Daran ist wenig aufregend, kaum etwas dramatisch. Gar von Banalität spricht die Schweizer Regisseurin Andrea Štaka am Telefon mit der «Schweiz am Wochenende» . «Die Flugzeuge landen und starten, mit ihnen die Touristen. Mare ist unten im Haus und lebt dort ihr Leben, aus dem sie nicht einfach davonfliegen kann. Das ist zwar simpel, könnte aber genauso die Geschichte einer Städterin irgendwo auf der Welt sein.» Den Film schrieb Štaka extra für Marija Škaričić, die in ihrem Erfolgsfilm «Das Fräulein» eine junge, an Leukämie erkrankte Bosnierin auf einer wilden Tour durch Zürich spielte, die einer mit sich und ihrem Leben ringenden Serbin neue Lebensfreude einhaucht. Gespielt hat diese Mirjana Karanović. Auch sie kehrt in «Mare» zurück. Als Mutter von Mare.

Aber nicht nur bei der Besetzung knüpft «Mare» direkt ans «Fräulein» an. Währen in «Fräulein» die ältere Serbin aus ihrem Alltagstrott ausbricht, ist es in «Mare» nun Mare, die rebelliert. Erst sehr deutlich, geht sie doch eine Affäre mit einem polnischen Flughafen-Vorarbeiter ein und packt sogar schon den Koffer. Was sie zurückbuchstabieren lässt, sei an dieser Stelle nicht verraten.

Andrea Štaka , Zürcher Filmregisseurin

Andrea Štaka , Zürcher Filmregisseurin

Štakas Frauenfiguren, erst das Fräulein, nun Mare, brechen also aus. Aber nur ein bisschen. Und trauen sich dann doch nicht so ganz, ziehen es nicht komplett durch. «Warum so kontrolliert?», wollen wir von der Regisseurin wissen. «Im Leben ist es anders als in Drehbüchern: Wir reagieren auf unsere Impulse, aber wir können uns nicht schlagartig verändern», so Štaka.

Anstatt ihrem ersten Impuls zu folgen, die Familie zu verlassen, geht Mare also einen Mittelweg. Štaka selbst nennt es authentisch. Müsste sich Mare am Schluss zwischen den beiden Männern entscheiden, es wäre Štaka zu simpel. Und zu fern von der Realität, in der wir uns – eben – dosiert bewegen. Viel wichtiger als die Affäre findet Štaka sowieso «das Ausbrechen im Kleinen», und vor allem, «dass Mare am Schluss wieder arbeiten geht, selbstbestimmt wird».

Lauter persönliche Bezüge zu Plot und Drehort

Mare ist ein sehr persönlicher Film von Andrea Štaka, sagt sie selbst.
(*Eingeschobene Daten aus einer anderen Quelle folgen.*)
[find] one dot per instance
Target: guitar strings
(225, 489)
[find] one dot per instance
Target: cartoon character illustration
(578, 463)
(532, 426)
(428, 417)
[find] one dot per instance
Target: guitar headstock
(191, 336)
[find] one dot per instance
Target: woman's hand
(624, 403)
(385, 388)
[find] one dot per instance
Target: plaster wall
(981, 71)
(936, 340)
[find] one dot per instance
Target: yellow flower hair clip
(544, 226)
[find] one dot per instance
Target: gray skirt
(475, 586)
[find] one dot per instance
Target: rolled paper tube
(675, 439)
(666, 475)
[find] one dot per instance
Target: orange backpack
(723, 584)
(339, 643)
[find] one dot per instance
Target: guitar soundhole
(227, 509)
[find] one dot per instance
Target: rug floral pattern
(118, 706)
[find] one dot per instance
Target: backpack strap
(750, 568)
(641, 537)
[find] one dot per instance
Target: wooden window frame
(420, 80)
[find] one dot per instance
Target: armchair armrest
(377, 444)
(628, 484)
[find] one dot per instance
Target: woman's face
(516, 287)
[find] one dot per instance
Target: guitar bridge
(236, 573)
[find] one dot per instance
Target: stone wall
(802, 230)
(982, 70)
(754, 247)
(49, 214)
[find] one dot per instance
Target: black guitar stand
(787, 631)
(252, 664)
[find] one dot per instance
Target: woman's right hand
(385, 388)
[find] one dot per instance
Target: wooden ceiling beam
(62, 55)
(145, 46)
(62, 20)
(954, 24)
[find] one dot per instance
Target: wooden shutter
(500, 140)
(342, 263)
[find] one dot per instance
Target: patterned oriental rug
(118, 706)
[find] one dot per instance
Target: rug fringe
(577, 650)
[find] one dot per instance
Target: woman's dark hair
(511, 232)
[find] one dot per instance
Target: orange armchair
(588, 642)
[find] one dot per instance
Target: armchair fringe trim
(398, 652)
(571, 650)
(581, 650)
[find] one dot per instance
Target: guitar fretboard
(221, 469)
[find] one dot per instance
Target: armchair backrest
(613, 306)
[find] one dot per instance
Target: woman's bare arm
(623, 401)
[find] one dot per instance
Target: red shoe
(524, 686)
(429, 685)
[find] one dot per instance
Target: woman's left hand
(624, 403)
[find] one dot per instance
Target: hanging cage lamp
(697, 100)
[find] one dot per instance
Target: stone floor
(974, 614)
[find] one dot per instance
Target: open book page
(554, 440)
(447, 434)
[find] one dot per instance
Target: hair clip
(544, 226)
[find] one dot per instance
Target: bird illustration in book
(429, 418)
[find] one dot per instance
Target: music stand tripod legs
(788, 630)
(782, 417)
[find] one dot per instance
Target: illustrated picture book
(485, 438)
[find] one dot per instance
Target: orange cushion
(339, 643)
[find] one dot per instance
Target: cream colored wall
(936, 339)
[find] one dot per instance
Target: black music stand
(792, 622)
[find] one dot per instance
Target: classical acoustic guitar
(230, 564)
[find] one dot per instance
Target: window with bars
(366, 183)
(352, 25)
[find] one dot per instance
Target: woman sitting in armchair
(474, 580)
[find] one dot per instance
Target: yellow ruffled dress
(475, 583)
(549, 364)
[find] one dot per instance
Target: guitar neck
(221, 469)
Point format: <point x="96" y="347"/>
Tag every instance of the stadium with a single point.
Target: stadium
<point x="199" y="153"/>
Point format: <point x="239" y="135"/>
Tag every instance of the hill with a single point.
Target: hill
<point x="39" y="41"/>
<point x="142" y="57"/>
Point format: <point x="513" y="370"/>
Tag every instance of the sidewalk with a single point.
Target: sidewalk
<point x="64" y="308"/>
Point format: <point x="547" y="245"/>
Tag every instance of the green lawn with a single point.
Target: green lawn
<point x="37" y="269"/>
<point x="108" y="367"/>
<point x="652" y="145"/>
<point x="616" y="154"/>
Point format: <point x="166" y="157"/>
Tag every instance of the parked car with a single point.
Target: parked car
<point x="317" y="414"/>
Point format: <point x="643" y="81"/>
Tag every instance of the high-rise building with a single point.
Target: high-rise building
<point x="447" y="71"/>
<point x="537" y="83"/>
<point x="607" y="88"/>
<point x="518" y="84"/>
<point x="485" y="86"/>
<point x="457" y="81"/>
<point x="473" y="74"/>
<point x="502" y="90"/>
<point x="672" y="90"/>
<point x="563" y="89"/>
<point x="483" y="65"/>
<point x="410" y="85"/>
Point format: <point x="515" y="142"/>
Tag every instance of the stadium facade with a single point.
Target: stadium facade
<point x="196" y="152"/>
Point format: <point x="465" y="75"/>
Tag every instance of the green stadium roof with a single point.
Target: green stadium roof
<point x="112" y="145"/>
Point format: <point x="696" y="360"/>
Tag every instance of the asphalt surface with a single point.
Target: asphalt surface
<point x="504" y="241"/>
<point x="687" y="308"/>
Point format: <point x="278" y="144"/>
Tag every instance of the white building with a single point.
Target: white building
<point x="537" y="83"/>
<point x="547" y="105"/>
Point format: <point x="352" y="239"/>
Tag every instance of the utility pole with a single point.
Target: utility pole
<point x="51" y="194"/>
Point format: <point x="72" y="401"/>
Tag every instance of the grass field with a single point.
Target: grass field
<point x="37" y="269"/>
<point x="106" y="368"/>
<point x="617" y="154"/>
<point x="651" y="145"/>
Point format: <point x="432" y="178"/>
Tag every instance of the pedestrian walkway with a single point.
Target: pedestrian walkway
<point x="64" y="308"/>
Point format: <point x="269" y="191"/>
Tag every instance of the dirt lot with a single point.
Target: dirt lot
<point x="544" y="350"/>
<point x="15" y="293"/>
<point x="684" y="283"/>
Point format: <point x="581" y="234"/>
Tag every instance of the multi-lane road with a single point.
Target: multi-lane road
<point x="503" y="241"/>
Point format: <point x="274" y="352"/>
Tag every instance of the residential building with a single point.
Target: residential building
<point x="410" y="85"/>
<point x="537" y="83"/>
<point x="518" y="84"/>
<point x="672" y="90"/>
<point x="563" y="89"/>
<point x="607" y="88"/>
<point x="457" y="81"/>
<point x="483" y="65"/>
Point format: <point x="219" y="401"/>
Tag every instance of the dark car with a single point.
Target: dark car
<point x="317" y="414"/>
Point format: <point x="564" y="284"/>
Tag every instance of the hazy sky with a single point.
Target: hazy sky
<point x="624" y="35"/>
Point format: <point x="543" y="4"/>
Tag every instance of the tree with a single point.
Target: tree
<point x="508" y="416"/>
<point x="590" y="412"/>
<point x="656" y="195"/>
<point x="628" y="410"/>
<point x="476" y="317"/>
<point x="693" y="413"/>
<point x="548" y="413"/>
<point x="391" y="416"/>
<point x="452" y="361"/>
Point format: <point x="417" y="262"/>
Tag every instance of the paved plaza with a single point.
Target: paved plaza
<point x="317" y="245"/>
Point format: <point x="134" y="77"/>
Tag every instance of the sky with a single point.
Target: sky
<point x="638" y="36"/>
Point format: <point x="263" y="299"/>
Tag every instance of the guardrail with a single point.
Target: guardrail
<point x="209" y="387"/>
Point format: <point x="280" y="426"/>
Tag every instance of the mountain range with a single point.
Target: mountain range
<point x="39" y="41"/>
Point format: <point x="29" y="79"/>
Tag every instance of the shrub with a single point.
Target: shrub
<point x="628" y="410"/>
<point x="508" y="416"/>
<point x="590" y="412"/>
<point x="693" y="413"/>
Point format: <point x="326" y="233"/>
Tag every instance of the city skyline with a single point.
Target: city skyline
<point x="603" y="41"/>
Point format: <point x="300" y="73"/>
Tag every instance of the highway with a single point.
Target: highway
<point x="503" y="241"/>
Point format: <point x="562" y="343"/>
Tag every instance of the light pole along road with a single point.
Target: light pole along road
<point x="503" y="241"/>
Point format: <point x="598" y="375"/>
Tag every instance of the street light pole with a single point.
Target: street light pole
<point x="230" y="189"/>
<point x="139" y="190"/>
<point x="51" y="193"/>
Er handle von Sehnsüchten, die ihr nicht fremd seien. Im Haus in Konavle, dem Drehort, lebt Štakas Cousine. Einige der Ideen für den Plot entstanden bei Besuchen dort.

Štakas Bilder zeugen von der Macht des Banalen. Der Plot wirft interessante Fragen auf, wirklich zu einem durchdringen, einen bleibenden Eindruck hinterlassen die Bilder und Dialoge leider jedoch nicht. Das mag daran liegen, dass diese Zeilen ein Mann verfasst. Štaka selbst sieht sich als Filmemacherin mit dem weiblichen Blick auf Frauenfiguren. Ein Frauenfilm also? Mitnichten, finden wir. Dafür betreffen Rollenbilder in der Familie zu sehr beide Geschlechter.

Tipp:
«Mare» (CH 2019 / 84 Min.)
R: Andrea Štaka
Neben «Schwesterlein» der zweite Schweizer Beitrag an der Berlinale. Nächste Woche im Kino.